EDT pour Pcf Paris 15, 7 novembre 2014
Presque 30% à l’audimat, 7,9 millions de téléspectateurs, pour une émission politique : TF1 a réussi son coup. On sait que sur TF1, ce n’est pas la qualité du programme qui compte mais l’audience et la satisfaction des producteurs.
Les coproducteurs, Elysée, Medef et UE ont toutes les raisons d’être contents d’eux. Leur objectif est de continuer à anesthésier la colère et le rejet populaire de la politiquement violemment antisociale poursuivie depuis 2012. L’interview télévisée d’hier s’est parfaitement inscrite dans cette stratégie politique.

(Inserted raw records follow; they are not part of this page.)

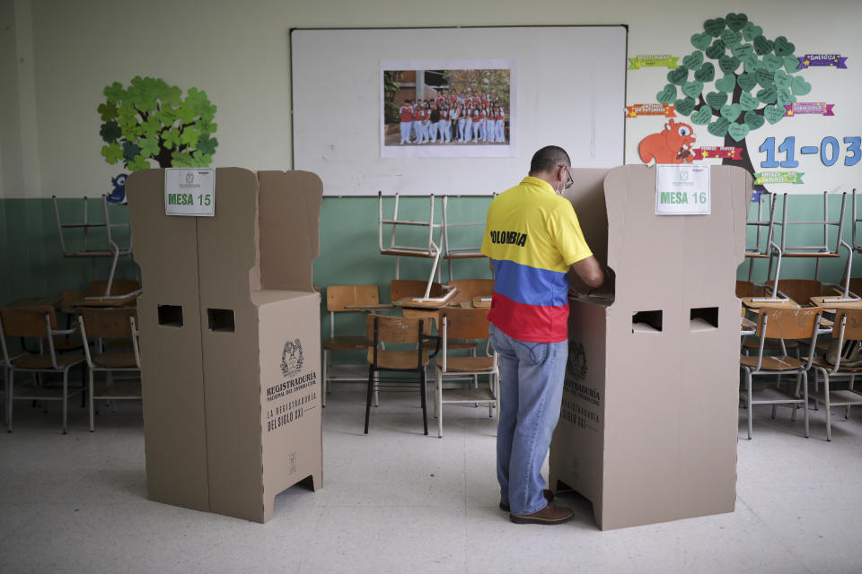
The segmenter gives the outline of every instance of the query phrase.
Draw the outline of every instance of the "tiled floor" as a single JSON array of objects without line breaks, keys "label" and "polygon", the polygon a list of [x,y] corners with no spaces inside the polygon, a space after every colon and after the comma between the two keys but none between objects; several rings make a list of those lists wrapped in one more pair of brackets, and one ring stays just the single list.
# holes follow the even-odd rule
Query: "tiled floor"
[{"label": "tiled floor", "polygon": [[75,406],[66,436],[56,405],[16,404],[0,433],[0,572],[862,572],[862,408],[835,409],[827,443],[822,410],[806,440],[801,417],[755,407],[734,512],[601,532],[575,494],[559,498],[576,510],[567,525],[508,521],[487,409],[449,405],[439,439],[413,394],[381,401],[364,436],[364,394],[336,386],[323,489],[289,489],[266,525],[147,500],[139,403],[93,434]]}]

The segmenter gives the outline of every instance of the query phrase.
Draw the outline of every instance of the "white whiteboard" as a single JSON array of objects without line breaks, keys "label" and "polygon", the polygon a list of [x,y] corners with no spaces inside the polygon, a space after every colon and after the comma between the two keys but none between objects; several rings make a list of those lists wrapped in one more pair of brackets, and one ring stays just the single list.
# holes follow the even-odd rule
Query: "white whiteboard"
[{"label": "white whiteboard", "polygon": [[[623,163],[623,26],[291,30],[293,167],[329,196],[490,195],[545,145],[572,166]],[[513,157],[381,157],[383,60],[515,62]]]}]

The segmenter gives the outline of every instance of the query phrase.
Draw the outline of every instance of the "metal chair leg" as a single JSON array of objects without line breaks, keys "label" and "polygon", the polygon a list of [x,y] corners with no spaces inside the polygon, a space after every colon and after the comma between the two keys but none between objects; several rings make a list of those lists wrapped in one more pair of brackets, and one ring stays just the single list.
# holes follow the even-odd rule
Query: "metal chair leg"
[{"label": "metal chair leg", "polygon": [[422,403],[422,428],[425,430],[425,434],[428,434],[428,409],[427,409],[427,397],[426,396],[425,391],[425,368],[422,367],[419,369],[419,392],[422,393],[421,403]]},{"label": "metal chair leg", "polygon": [[752,418],[753,412],[752,410],[752,372],[745,370],[745,389],[748,392],[748,439],[752,439]]},{"label": "metal chair leg", "polygon": [[63,370],[63,434],[66,432],[69,416],[69,370]]},{"label": "metal chair leg", "polygon": [[327,349],[323,349],[323,357],[322,364],[321,365],[321,370],[323,372],[323,387],[321,392],[321,406],[326,408],[326,394],[330,392],[330,381],[327,378],[328,369],[330,362],[330,352]]},{"label": "metal chair leg", "polygon": [[368,420],[371,417],[371,396],[372,388],[374,384],[374,377],[376,373],[374,372],[374,368],[373,366],[368,367],[368,392],[365,396],[365,434],[368,434]]},{"label": "metal chair leg", "polygon": [[443,438],[443,373],[437,369],[434,386],[434,412],[437,417],[437,438]]},{"label": "metal chair leg", "polygon": [[825,402],[823,403],[823,407],[826,409],[826,441],[831,442],[832,440],[832,409],[831,404],[829,401],[829,374],[823,377],[823,396],[825,396]]},{"label": "metal chair leg", "polygon": [[[805,439],[807,439],[809,435],[809,432],[808,432],[808,373],[806,373],[805,371],[802,371],[801,374],[802,374],[802,395],[803,395],[803,399],[805,399],[802,403],[802,408],[804,409],[802,412],[802,416],[805,420]],[[796,410],[794,409],[793,413],[794,414],[796,414]]]},{"label": "metal chair leg", "polygon": [[95,407],[95,405],[94,405],[93,404],[95,403],[95,400],[92,398],[93,387],[94,387],[93,382],[92,382],[92,370],[90,369],[89,370],[90,370],[90,387],[89,387],[89,388],[90,388],[90,397],[89,397],[89,399],[90,399],[90,400],[89,400],[89,403],[90,403],[90,432],[92,432],[93,430],[94,430],[94,428],[95,428],[94,420],[93,420],[93,419],[94,419],[93,409],[94,409],[94,407]]}]

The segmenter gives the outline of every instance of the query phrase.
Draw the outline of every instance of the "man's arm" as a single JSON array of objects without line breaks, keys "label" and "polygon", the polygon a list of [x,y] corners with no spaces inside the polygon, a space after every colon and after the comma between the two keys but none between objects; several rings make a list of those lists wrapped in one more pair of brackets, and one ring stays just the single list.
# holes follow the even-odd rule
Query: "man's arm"
[{"label": "man's arm", "polygon": [[598,259],[590,256],[572,264],[572,271],[577,274],[585,283],[595,289],[601,287],[604,283],[604,272],[602,271],[602,265]]}]

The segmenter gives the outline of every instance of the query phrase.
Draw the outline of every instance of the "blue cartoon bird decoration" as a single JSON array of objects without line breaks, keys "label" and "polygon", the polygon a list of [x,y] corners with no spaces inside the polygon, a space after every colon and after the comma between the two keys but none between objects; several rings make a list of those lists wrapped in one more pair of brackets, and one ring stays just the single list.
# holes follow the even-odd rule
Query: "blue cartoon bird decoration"
[{"label": "blue cartoon bird decoration", "polygon": [[109,204],[125,204],[126,203],[126,178],[128,176],[121,173],[116,178],[110,178],[110,183],[114,188],[108,194]]}]

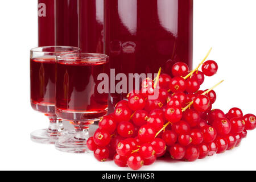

François Hollande n’a annoncé aucun infléchissement de sa politique. Au contraire, il a, à nouveau, mis en avant le « pacte de responsabilité » comme remède universel, la réduction des « déficits », mais en même temps les cadeaux au profit des entreprises qui les creusent, comme ses axes directeurs. De nouvelles coupes dans le financement de la Sécurité sociale, avec encore des baisses de cotisations patronales, l’extension du travail du dimanche, du travail sponsorisé par la collectivité au service du patronat (contrats « d’avenir », service « civique » : les quelques nouveautés se situent dans la continuité. A Manuel Valls le soin de mettre en œuvre le pire et le non-dit.
Mais ces graves orientations de fond ont été bien diluées dans l’émission. Hollande n’a guère eu besoin de se justifier, sur rien, avec des interlocuteurs si complaisants.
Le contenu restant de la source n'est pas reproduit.